I converted the VM in 967b29e72f6a88ab309d913b8d73b8730ee78562 and performance regressed even more. Now it's 2.1-3.1 times slower than in aura-pos
. Using Integer
everywhere turns out to be a naive solution. The upstream version has a better integrated solution with no dependency on rug
and only MULMOD
and ADDMOD
being up to 2 times slower in uncommon cases. If we don't need further optimisation, I vote to adopt the upstream solution. In the other case, we need u64
-valued counterparts of some methods that are now Integer
-valued. Also we should have an EVM interpreter instance that performs internal gas computations using u64
instead of big integers. Instead of more instances we could try defining and using a type that wraps either an Integer
or u64
and copy if the wrapped value is a u64
.
The upstream version has a better integrated solution with no dependency on rug and only MULMOD and ADDMOD being up to 2 times slower in uncommon cases.
I'd propose to leave our approach for MULMOD/ADDMOD with the rug
, but try to use the upstream's num_bigint
solution with other math opcodes as I suggested in the https://github.com/poanetwork/parity-ethereum/pull/137#issuecomment-497756931. Let's first do it for one opcode (e.g., MUL) and compare its performance with the U256. And then try to do that for the rest opcodes.
Also, I'd propose to benchmark this one https://github.com/poanetwork/parity-ethereum/pull/137#issuecomment-497754187 and see if it is really slower than the standard U256.
I'd propose to leave our approach for MULMOD/ADDMOD with the rug, but try to use the upstream's num_bigint solution with other math opcodes as I suggested in the #137 (comment)
I suggested not using rug
because the dependency on it introduces problems with the Windows build. MULMOD
and ADDMOD
are only 1.2 times slower with num_bigint
compared to rug
in the case of small moduli. With large moduli that ratio increases to 2 but is still better than 10 compared to the old version.
Also, I'd propose to benchmark this one #137 (comment) and see if it is really slower than the standard U256.
Isn't this what I did in earlier commits?
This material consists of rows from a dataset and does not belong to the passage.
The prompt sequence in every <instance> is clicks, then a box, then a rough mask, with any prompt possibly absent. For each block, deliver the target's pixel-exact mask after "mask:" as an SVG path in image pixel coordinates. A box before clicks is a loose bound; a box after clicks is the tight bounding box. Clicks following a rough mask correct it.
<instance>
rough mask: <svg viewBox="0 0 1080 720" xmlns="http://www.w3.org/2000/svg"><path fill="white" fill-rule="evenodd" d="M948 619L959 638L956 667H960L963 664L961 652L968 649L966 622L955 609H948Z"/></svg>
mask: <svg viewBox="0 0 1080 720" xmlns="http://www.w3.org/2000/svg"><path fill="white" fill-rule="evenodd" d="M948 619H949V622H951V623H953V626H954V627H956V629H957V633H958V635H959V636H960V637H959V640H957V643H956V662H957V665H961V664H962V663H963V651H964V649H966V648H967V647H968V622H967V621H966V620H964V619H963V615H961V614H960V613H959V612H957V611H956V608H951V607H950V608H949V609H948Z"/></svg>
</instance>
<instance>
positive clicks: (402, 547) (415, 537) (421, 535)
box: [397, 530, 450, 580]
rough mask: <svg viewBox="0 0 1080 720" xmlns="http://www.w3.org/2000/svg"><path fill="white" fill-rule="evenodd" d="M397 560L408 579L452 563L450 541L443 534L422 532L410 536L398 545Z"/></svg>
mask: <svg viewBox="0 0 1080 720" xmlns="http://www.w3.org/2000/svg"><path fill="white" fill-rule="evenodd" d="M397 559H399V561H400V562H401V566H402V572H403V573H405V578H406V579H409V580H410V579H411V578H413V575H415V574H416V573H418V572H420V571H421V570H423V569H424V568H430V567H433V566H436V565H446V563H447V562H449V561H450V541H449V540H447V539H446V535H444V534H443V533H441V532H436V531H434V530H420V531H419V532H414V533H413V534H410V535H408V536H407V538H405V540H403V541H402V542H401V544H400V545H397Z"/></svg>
I used to convert from U256
inside opcode handlers. That was slower than the upstream version.
Ok, that would be interesting to compare num_bigint
approach for all the math opcodes with an old upstream version.
Also, the solution with improving the ethereum-types
as @afck suggested could be implemented. I mean, we should try and benchmark different scenarios and choose the fastest one.
Isn't this what I did in earlier commits? I used to convert from U256 inside opcode handlers. That was slower than the upstream version.
Yeah, I just didn't see the benchmark results for that comparison (or don't remember where they are in this repo). Maybe I'll try to compare that myself when I have time.
I just didn't see the benchmark results for that comparison (or don't remember where they are in this repo)
I think you did benchmark that commit, 967b29e72f6a88ab309d913b8d73b8730ee78562. I used a function apply_rug_truncated_2
which did the conversion and computation.
FYI, the division algorithm in uint
was improved (https://github.com/paritytech/parity-common/pull/126) and integrated into parity-ethereum 2.6 (now in beta).
@ordian Thank you for the info!
Closing in favour of #179.
I guess it's early to test this from my side, am I right? So, I think, it would be worth to launch the benchmarks after the optimization is complete. Or is there something else I can help with this PR?